Scottish Parliament election: 2021 may prove to be a momentous year for Scotland after the misery of Covid – Ian Swanson
As we bid an unfond farewell to 2020 and prepare to cross the threshold of a new year, everyone is hoping 2021 will see an end to the terrors and tragedies of Covid-19 and, thanks to the roll-out of vaccines, our lives will soon no longer be dominated by the virus and its ramifications.
Politicians will also be wanting to put the coronavirus crisis behind them and focus on other issues. And right from the start of the new year, they will have the Holyrood election very much in mind.
But if Covid does begin to recede and the election on May 6 produces, as forecast, a majority of pro-independence MSPs, that may turn out to be just Scotland’s first vote of 2021. Nicola Sturgeon has talked of holding an independence referendum in the “early part of the parliament” and has not ruled out next year.
Legislation has been put in place to allow the election to be delayed if necessary due to Covid and for voting to be spread over two days to allow for physical distancing. It is hoped neither of these moves will be needed, but there may still be an increase in people opting to vote by post.
Opinion polls suggest a comfortable SNP win. The less certain element is how all the other parties will fare. Can the Tories hang on to most of their 31 seats despite the departure of Ruth Davidson and the unpopularity in Scotland of Boris Johnson?
Is there a chance that Labour could overtake the Tories to regain its previous place as the main opposition party at Holyrood? A couple of recent polls showed them edging into second place, but the picture is not consistent.
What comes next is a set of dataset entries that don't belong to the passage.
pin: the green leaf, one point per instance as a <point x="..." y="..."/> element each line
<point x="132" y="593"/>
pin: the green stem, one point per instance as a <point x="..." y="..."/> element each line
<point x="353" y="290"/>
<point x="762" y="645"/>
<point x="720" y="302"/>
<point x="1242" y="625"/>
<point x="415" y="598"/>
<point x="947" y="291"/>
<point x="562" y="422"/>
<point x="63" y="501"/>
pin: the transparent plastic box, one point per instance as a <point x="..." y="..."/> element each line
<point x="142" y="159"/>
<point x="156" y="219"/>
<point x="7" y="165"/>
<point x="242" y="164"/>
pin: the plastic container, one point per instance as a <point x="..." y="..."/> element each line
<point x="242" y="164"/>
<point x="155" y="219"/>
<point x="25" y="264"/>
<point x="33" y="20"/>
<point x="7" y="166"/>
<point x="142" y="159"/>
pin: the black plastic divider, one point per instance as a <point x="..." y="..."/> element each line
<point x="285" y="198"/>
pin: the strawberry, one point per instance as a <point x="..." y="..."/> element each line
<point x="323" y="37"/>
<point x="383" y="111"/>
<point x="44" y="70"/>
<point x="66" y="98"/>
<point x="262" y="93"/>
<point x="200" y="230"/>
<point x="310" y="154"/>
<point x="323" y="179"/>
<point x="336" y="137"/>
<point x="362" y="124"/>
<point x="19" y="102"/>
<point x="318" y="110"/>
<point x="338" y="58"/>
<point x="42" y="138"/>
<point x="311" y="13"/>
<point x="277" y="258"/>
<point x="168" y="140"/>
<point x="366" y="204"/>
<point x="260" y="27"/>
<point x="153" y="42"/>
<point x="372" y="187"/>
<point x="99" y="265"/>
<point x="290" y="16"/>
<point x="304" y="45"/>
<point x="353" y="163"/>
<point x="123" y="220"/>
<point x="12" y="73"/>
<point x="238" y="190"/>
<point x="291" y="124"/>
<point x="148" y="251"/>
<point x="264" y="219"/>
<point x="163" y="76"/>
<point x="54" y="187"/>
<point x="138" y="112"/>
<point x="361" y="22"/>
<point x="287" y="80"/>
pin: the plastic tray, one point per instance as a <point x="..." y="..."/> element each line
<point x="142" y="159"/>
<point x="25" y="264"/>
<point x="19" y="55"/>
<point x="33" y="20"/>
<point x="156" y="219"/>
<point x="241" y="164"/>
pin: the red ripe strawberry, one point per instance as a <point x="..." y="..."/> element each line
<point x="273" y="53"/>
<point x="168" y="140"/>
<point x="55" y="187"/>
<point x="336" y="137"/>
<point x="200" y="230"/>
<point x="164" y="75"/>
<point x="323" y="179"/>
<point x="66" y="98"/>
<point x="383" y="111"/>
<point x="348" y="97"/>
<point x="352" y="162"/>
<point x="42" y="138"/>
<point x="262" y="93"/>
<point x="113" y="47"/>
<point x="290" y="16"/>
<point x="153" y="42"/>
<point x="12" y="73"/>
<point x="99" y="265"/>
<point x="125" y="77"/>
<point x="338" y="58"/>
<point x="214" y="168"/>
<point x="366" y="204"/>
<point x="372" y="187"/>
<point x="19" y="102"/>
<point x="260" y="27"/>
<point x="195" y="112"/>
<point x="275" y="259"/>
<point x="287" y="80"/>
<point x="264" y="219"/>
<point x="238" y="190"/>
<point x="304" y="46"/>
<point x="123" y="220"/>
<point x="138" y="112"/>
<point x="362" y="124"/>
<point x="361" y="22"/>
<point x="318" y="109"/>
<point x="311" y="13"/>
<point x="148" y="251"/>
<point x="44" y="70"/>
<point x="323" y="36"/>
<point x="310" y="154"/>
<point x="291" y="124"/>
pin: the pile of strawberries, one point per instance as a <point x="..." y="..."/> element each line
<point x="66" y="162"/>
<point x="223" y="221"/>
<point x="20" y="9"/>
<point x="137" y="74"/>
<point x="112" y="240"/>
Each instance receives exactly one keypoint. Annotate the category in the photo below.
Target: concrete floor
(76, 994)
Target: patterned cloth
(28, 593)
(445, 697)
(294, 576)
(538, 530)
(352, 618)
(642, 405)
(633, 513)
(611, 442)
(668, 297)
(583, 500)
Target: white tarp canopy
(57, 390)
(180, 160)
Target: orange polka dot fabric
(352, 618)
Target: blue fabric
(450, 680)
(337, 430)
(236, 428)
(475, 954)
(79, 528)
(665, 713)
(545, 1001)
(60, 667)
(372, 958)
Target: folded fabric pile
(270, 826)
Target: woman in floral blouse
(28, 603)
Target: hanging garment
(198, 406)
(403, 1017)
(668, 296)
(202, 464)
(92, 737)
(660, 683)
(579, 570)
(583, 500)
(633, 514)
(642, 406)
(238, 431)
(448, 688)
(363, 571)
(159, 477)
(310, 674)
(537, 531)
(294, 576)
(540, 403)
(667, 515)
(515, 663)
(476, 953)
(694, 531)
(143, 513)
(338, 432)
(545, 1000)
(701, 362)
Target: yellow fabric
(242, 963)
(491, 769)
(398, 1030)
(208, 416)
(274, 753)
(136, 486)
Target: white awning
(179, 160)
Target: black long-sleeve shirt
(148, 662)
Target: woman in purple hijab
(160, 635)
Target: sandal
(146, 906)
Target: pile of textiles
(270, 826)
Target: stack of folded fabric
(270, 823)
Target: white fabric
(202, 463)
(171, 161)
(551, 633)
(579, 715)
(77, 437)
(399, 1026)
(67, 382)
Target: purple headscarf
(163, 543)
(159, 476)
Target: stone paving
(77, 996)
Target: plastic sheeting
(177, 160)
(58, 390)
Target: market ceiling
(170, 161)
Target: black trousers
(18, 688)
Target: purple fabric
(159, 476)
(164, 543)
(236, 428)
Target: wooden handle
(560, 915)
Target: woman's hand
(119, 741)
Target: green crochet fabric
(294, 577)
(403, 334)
And could the Greens and/or the Lib Dems win extra seats which could affect the balance?
A Scotsman/Savanta ComRes poll earlier this month showed the SNP way ahead with leads of 35 per cent in the constituency vote and 22 per cent in the regional vote. Projections suggest that would give the SNP 71 MSPs, with the Conservatives down eight to 23, Labour down five to 19, the Greens up from six to 11 and the Lib Dems unchanged with five.
The Greens, as a pro-independence party, might expect to do well in the current climate. But in Lothian, the party may well take a hit following the decision of the highly respected Andy Wightman to resign as a Green MSP.
Mr Johnson has insisted so far he will veto any move to hold a second independence referendum, but Ms Sturgeon believes a decisive election victory will force him to change his mind.
The Scotsman/Savanta ComRes poll found opinion on independence split 58 per cent Yes to 42 per cent No (once don’t knows are excluded) – but of course that’s before the rival campaigns start putting their case to the voters and before the politicians are put on the spot over just what independence or remaining in the UK will mean.
The reality of Brexit may increase support for independence even further, but uncertainties over issues like the currency may also influence people’s decisions.
The future is never certain, and right now it looks particularly unpredictable, but 2021 has at least the potential to turn out to be a momentous year.